Lost for words
Reporter: RICHARD HOOTON
Date published: 15 December 2009
SUNLIGHT streams over the resting place of Jack and Lily Lilley at Failsworth Cemetery
Fury over unmarked grave
THE grave of murder victim Lily Lilley lies unmarked at Failsworth Cemetery — while her killer Lisa Healey is to be given a taxpayer-funded change of identity.
One resident says it’s outrageous and is hoping money can be raised to inscribe the stone and inform the public of the pensioner’s resting place.
Healey (26) is due to be released on parole later this month after serving 11 years for the brutal murder of the frail 71-year-old widow in 1998.
The resident, who did not want to be named, was a childhood friend of Lily’s son John and helped police track him down to Tasmania to break the news of the murder.
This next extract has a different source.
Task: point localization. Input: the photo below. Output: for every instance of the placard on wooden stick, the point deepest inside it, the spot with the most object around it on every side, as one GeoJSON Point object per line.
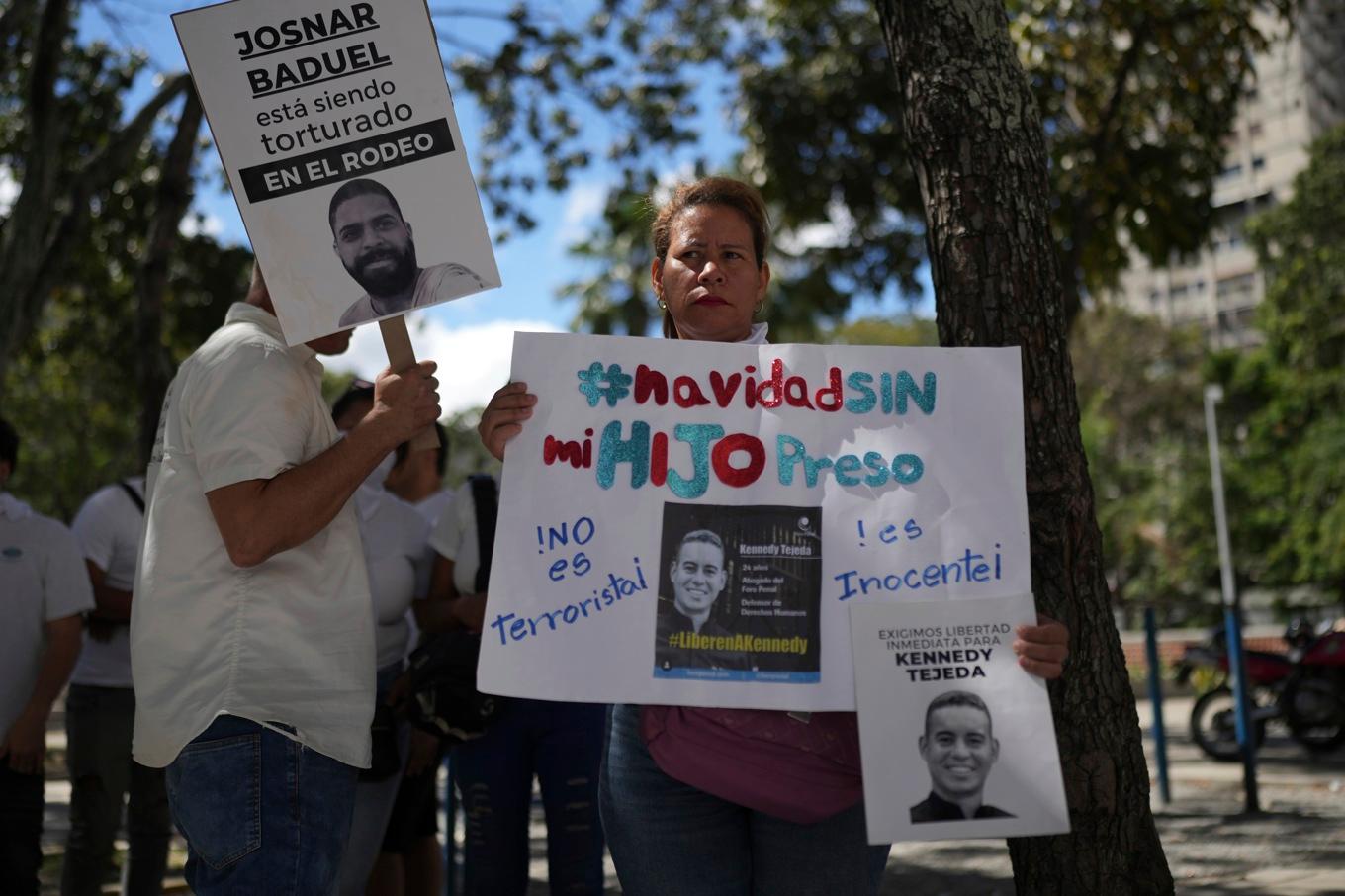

Lily is buried alongside her husband Jack but has no markings on their grave. John, who suffered health problems, tried to get compensation money to get the stone engraved but was unsuccessful.
The friend, who has since lost touch with him, has a letter from John giving him permission to seek funds to get the work done.
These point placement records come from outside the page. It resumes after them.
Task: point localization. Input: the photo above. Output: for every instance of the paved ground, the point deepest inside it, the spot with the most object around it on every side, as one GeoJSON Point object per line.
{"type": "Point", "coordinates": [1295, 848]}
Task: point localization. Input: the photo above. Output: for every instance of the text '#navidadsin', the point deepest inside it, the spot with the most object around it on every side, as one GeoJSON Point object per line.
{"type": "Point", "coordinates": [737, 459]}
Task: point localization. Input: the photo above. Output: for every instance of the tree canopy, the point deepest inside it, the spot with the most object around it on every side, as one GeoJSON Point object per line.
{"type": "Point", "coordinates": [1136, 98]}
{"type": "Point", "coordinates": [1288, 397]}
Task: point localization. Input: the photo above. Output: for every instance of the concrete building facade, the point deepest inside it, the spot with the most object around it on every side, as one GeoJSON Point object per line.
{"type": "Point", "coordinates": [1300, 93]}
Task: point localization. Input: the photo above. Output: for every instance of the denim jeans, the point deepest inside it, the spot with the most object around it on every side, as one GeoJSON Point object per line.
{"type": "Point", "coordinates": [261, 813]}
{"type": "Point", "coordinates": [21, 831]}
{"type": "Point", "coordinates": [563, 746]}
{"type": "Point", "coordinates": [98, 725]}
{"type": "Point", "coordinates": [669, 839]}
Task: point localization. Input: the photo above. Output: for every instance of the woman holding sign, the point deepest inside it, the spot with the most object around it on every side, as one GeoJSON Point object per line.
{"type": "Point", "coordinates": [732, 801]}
He was given a quote eight years ago for £227 to lift up the subsiding headstone and to clean and letter it, but was not able to get a grant to pay for it.
He said: “The family would normally deal with it but there was only John and he was not in good health.
“It seems disgusting that all this money is being spent on the murderer, yet no-one could be bothered to come up with a few hundred pounds for the victim.
“Everyone says it’s terrible and then walks away and forgets about it.”
Healey was only 15 when she joined with fellow schoolgirl Sarah Davey, then 14, in beating and gagging Mrs Lilley before bundling her body into a wheelie bin and dumping it in the Rochdale Canal.
The judge, Mr Justice Sachs, described it as “unspeakable cruelty.”
The case hit the headlines last week when it was revealed that taxpayers face footing the bill to provide Healey and her child with new identities when she is freed.
It’s believed social services are behind the move so that Healey’s daughter can grow up without the infamy surrounding her mother’s name. Healey gave birth to a daughter in April after a relationship with an inmate from another open jail.